Agency Approves Shell Sale to Lukoil

Russia’s antitrust regulator approved last week Lukoil’s purchase of Shell’s retail and lubricants business in the country. The assets include a network of 411 filling stations and a state-of-the-art 180,000-metric-tons-per-year lube blending plant in Torzhok. The Federal Antimonopoly Service approved the sale of 99.9% shares of Shell Neft, the British energy giant’s subsidiary in Russia, to Lukoil, the largest privately owned oil company in the country.

France Sales Rose in March

Finished lubricant consumption in France increased to 52,948 metric tons in March, up 2% from the same month last year, according to data released by the Paris-based Professional Lubricants Center. Automotive lubricants demand rose 3% to 29,216 tons.

Packaging Recycled on Spanish Islands

The Spanish Association of Lubricants and Sigaus, a non-profit waste oil collector, have formed a joint venture to manage commercial and industrial lubricant packaging waste for lubricant blenders on a set of Spanish Mediterranean islands. Genci was formed in response to a provision from the government of the Balearic Islands requiring companies to establish what it calls extended producer responsibility systems.

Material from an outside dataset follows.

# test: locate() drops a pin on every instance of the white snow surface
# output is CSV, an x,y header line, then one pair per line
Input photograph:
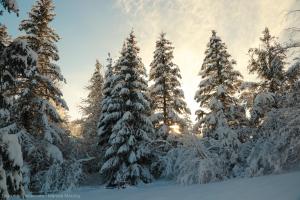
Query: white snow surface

From Other Editions of Lube Report

Base Oils Not Affected by S-Oil Explosion

Petronas to Acquire Perstorp

Oleon Builds Factory in Houston

Briefly Noted

New passenger car registrations in the European Union dropped 21% to 684,506 in April, compared to the same month last year, the European Automobile Manufacturers Association reported. Except for the initial year of the pandemic in 2020, it was the weakest April in terms of volume since records began, according to ACEA, as supply chain issues continued to impact car production.